Jamais dans le « trop - jouer ». Olivier Zanot maîtrise parfaitement
un jeu basé sur l'écoute de son partenaire, profitant des espaces
laissés libres pour y ajouter toujours la note juste, celle qu'il fallait
pour rehausser l'ensemble. Il est vrai que dans cet exercice
contrapuntique, il était particulièrement rodé par le duo qu'il formait
précédemment avec David El Malek au sein du Blowin trio de
Laurent Coq. Ici son association avec David Prez fait merveille
chacun se mettant sans esbroufe mais toujours avec une sacrée
énergie au service de la musique. Et la paire Zelnik-Georgelet, que
l'on a vu souvent tourner ensemble dans le passé se retrouve là
aussi à merveille dans l'impulsion d'un groove sous jacent, jamais
lourd, une sorte de groove d'une rare finesse. Georgelet y affiche
clairement son amour de Motian. Le maître d'oeuvre de cet
ensemble c'est Zandro Serafa qui signe là des compositions
absolument remarquables d'intelligence autant que de finesse.
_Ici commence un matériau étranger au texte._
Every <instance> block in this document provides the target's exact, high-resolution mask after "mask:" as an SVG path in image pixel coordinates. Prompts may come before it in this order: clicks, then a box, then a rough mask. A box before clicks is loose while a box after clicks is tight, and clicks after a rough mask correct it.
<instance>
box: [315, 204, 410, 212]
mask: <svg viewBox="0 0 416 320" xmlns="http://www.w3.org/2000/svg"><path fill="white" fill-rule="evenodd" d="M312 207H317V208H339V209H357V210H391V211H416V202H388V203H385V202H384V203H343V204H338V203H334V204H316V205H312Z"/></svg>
Subtilité des timbres, équilibres des différentes parties, solistes et
non solistes mêlés, tramages et contrepoint un peu à l'image,
justement de ce merveilleux album de Paul Motian ( « Garden of
Eden »avec Chris Cheek et Tony Malaby) dont on sait qu'il a inspiré
l'écriture de Zerafa. Jusqu'à reprendre et surprendre avec un
somptueux Lullaby véritable hommage à Ornette. White Russian
sonne comme le nom de ce cocktail à base de vodka, de lait et de
crème de café. Un alcool à la fois fort et doux. Du genre qui se boit
tout seul et dont on ne se lasse pas. Une ivresse assurée.